Quinze disciplines, six types d'embarcations, une seule fédération. Ce qui les unit : une pagaie, de l'eau, et un équilibre à trouver.
Ce qu'on pratique sur l'Hérault
L'été, en location et en prestation
De mai à septembre, notre base nautique de Gignac propose à la location autonome deux types d'embarcations :
- Kayak sit-on-top : notre embarcation phare pour les descentes. Stable, insubmersible, accessible dès 3 ans sur la Détente . C'est le bateau que vous appellerez « canoë ».
- Stand up Paddle (SUP) : disponible à la location sur la Détente. Léger, il peut se pratiquer assis en decouverte pour être plus stable, mais surtout debout pour un coup de pagaie plus efficace. Il offre un autre point de vue sur la rivière.
Pour les groupes encadrés, nos moniteurs BPJEPS proposent également des activités découverte sur d'autres embarcations : canoë amérindien, Dragon Boat, Big Paddle, selon l'effectif et les objectifs du groupe.
Au club, toute l'année
En dehors de la saison estivale, le club continue de naviguer sur l'Hérault avec ses licenciés. Plusieurs pratiques coexistent :
- Kayak rivière sportive (k1) : nos kayakistes s'entraînent sur les rapides en amont et en aval de Gignac l'hiver quand les débits sont plus forts.
- Kayak course en ligne (k1, k2) : pratique de compétition sur eau plate, pour nos licenciés engagés dans les championnats de France et régionaux.
- Canoë amérindien (c2) : balade en canoë ouvert sur eaux calmes et eaux vives. Accessible aux licenciés et proposé en activité découverte pour les groupes.
- Canoë bus (C9) : balade en canoë ouvert collectif sur eaux calmes entre le Pont du Diable et Gignac. Accessible aux licenciés et proposé en activité découverte pour les groupes.

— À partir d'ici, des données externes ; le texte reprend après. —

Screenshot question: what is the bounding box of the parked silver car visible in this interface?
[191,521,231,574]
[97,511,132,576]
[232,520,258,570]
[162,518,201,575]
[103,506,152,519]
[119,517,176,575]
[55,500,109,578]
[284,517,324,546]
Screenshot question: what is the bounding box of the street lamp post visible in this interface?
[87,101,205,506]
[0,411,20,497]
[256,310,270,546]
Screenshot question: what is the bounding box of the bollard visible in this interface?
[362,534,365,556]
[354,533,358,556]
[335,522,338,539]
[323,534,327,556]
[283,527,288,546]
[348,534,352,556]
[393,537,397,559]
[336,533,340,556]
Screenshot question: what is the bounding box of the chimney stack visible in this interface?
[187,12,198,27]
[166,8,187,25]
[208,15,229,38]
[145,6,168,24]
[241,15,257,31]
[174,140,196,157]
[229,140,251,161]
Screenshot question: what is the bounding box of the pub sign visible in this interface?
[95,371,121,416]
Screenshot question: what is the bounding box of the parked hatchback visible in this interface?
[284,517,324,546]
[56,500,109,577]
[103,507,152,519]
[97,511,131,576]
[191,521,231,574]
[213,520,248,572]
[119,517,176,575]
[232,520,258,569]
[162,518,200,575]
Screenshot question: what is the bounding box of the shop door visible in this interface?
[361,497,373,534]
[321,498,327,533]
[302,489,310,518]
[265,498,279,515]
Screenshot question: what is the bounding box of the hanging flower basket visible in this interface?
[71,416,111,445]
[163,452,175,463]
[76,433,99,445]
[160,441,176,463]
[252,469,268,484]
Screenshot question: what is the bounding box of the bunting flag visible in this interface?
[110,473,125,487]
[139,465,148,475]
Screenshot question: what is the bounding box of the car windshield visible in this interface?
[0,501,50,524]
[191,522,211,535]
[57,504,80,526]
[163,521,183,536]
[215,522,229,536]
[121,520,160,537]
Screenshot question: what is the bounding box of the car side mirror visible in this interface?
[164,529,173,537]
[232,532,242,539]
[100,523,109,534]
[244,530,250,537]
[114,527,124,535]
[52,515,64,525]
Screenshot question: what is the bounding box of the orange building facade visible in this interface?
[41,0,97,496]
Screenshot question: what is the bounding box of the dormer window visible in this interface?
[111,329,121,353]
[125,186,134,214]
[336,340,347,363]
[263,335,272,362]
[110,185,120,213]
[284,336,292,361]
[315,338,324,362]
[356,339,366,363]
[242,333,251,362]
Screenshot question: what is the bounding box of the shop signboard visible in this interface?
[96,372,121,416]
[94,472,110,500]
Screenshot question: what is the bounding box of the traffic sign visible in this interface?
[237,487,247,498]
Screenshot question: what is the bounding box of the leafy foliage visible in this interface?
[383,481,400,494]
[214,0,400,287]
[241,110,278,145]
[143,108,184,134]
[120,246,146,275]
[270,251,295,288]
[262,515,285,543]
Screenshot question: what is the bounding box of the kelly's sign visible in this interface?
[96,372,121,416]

- Dragon Boat : l'embarcation collective par excellence au rythme du tambour. Pratiqué par nos licenciés, par le groupe Pagaie Santé (activité douce et régulière, adaptée aux seniors et aux personnes en rééducation) sur eaux calmes entre le Pont du Diable et Gignac, et proposé en activité découverte pour les entreprises et les comités.
Une diversité qui permet d'accueillir des enfants de 3 ans comme des seniors, des débutants comme des compétiteurs, et de naviguer sur l'Hérault à toutes les saisons.